Indicative indecision

So, after much agitation, tomorrow will see the Commons finally arrive at the indicative vote stage, where, allegedly, our representatives will come up with a plan for Brexit that pleases everybody.

Or not; there are apparently going to be around sixteen schemes to choose from, on a spectrum between no-deal and no-exit, so it seems unlikely that any consensus will be reached. In any case, the government has made no commitment to accept the plan that emerges, which is actually understandable, since who knows what madness MPs will come up with, and the whole thing still has to be sold to the EU, who have repeatedly said that they are not interested in any more negotiations.

Theresa May did say today that she would choose a long article 50 extension over no-deal, though she has been changing her mind on this on a daily basis, so it’s difficult to take her seriously. There are some signs that sections of the ERG may cave in and finally back her deal out of fear that Brexit is slipping away, but the contingent determined to never surrender seems to be large enough to continue to frustrate any repeated vote.

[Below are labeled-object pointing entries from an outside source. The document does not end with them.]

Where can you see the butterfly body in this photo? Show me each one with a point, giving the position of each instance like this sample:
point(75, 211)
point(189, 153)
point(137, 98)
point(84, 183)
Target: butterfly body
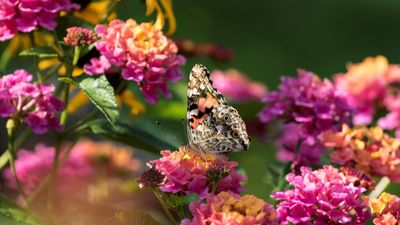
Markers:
point(213, 125)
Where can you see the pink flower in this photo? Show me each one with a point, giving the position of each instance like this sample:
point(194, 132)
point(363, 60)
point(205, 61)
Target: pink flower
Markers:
point(308, 106)
point(366, 149)
point(386, 209)
point(26, 16)
point(188, 172)
point(143, 53)
point(33, 166)
point(324, 196)
point(237, 86)
point(85, 162)
point(32, 103)
point(228, 208)
point(365, 86)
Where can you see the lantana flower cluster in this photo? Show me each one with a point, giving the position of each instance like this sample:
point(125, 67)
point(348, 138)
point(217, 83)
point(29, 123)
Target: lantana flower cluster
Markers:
point(324, 196)
point(144, 54)
point(232, 209)
point(237, 86)
point(367, 149)
point(26, 16)
point(32, 103)
point(370, 88)
point(386, 208)
point(308, 106)
point(189, 172)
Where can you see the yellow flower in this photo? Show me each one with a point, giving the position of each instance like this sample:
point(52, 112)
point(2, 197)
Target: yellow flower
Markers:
point(164, 11)
point(367, 149)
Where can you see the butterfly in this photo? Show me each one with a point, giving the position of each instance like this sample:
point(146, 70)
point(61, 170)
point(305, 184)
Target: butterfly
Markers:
point(212, 125)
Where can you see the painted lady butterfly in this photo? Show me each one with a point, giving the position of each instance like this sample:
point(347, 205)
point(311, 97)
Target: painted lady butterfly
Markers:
point(212, 124)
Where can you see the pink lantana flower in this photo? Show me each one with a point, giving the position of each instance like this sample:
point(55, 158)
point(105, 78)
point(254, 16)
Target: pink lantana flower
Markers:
point(31, 103)
point(85, 162)
point(237, 86)
point(231, 209)
point(386, 209)
point(26, 16)
point(189, 172)
point(144, 54)
point(324, 196)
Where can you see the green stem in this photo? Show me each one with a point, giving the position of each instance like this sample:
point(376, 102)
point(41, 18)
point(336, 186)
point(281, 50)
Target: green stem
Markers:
point(64, 113)
point(36, 60)
point(57, 43)
point(77, 53)
point(379, 188)
point(166, 210)
point(53, 175)
point(4, 159)
point(4, 60)
point(22, 138)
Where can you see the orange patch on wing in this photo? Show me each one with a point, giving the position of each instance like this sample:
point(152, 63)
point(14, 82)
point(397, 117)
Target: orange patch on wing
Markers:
point(207, 102)
point(204, 103)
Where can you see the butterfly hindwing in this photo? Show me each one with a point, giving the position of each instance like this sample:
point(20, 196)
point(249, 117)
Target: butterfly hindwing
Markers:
point(213, 125)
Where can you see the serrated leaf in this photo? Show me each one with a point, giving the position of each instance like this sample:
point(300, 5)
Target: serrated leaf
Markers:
point(100, 93)
point(40, 51)
point(136, 135)
point(131, 218)
point(12, 214)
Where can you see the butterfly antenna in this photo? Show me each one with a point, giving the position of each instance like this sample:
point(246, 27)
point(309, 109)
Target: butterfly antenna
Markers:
point(186, 131)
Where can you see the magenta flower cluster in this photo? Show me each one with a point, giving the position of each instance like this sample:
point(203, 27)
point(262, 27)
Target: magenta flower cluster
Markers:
point(144, 54)
point(310, 106)
point(33, 166)
point(186, 172)
point(31, 103)
point(323, 197)
point(26, 16)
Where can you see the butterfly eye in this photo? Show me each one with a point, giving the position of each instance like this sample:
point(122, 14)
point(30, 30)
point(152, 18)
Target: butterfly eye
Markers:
point(235, 134)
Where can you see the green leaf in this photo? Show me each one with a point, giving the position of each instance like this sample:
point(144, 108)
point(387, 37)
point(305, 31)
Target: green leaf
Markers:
point(191, 198)
point(142, 135)
point(12, 214)
point(100, 92)
point(131, 218)
point(40, 51)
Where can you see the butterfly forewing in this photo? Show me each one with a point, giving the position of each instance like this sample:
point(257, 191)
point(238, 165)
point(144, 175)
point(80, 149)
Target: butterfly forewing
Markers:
point(213, 125)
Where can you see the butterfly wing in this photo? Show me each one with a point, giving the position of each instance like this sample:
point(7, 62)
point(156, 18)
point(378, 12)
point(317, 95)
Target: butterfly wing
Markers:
point(213, 125)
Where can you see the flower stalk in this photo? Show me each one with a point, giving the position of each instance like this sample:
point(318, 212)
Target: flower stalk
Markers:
point(159, 197)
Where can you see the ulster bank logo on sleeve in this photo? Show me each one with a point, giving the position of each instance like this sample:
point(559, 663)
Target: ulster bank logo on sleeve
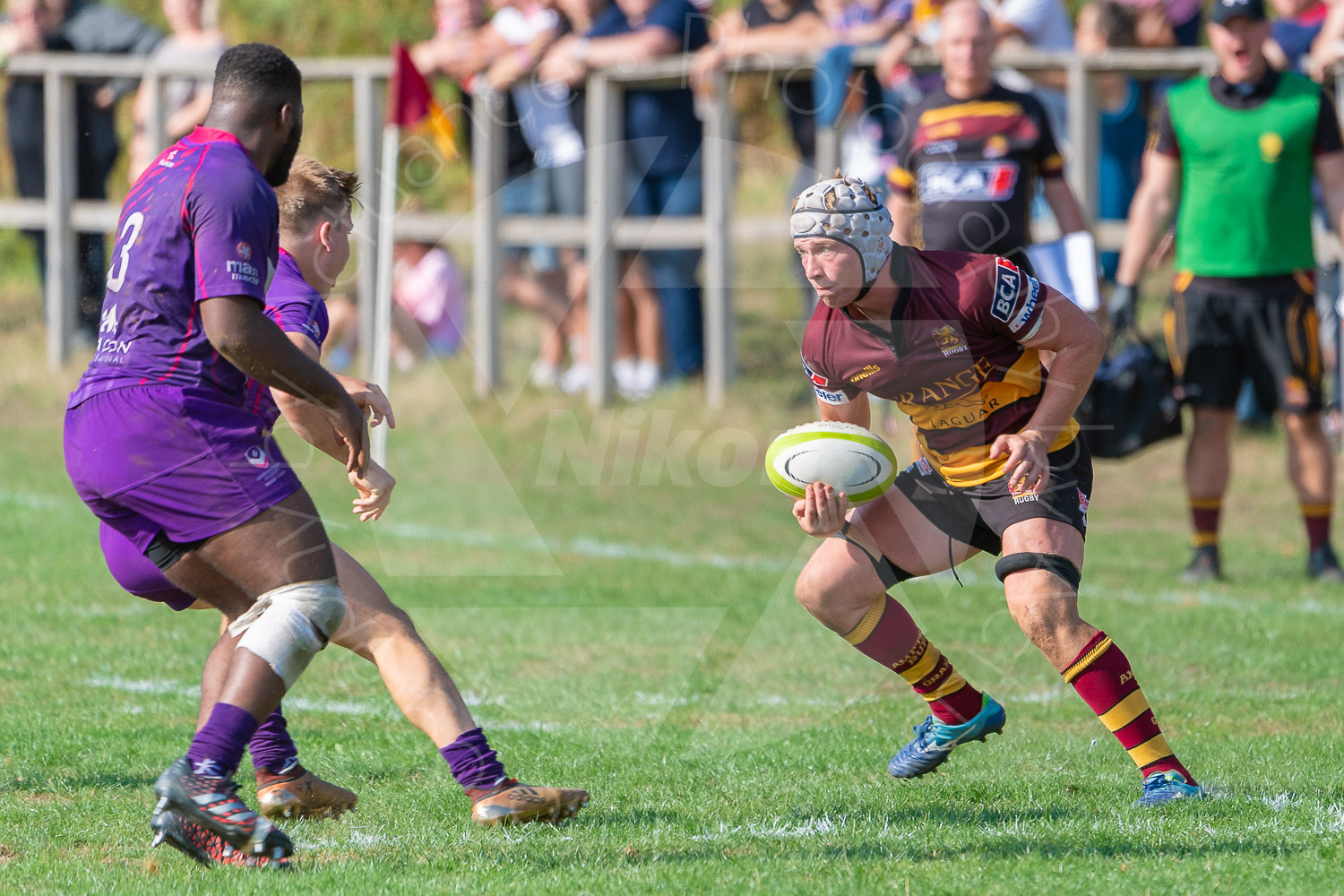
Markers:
point(967, 182)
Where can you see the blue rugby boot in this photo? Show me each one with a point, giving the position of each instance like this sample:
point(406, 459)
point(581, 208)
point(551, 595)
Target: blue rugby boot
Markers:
point(1161, 788)
point(935, 740)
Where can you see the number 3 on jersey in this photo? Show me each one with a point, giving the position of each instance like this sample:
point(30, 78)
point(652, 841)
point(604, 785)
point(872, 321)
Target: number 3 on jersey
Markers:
point(129, 231)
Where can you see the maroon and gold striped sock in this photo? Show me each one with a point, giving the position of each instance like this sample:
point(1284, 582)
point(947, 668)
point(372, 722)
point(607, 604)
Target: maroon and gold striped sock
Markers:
point(1204, 513)
point(1317, 519)
point(887, 634)
point(1102, 677)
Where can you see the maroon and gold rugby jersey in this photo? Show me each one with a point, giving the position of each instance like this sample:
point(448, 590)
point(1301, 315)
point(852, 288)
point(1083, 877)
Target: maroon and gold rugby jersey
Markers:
point(951, 357)
point(973, 164)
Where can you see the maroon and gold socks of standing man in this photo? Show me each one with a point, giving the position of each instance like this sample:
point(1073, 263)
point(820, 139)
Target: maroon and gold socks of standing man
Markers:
point(1102, 677)
point(887, 634)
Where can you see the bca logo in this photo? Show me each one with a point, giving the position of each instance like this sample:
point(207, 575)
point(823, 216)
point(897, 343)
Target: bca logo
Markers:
point(1007, 285)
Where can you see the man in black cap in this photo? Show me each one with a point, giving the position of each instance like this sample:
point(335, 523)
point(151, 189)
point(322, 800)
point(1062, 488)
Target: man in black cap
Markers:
point(1242, 148)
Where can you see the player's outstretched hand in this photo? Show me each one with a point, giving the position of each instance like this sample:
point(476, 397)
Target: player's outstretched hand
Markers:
point(375, 490)
point(822, 511)
point(1027, 466)
point(349, 427)
point(370, 397)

There doesn’t look to be any way that the current parliament can agree on a route out of this mess; logically the solution would appear to be a general election, but logic left this process a long time ago. Even at this late stage it’s impossible to predict what is going to happen, but if I had to make a guess, I’d go for: continuing stalemate into next week; another failed attempt to get May’s deal through; the EU granting a longer delay to allow time for an election; Labour winning on a platform of soft Brexit subject to confirmation in a second referendum; the electorate deciding to stay in the EU after all; everyone wondering why we wasted years debating all this nonsense.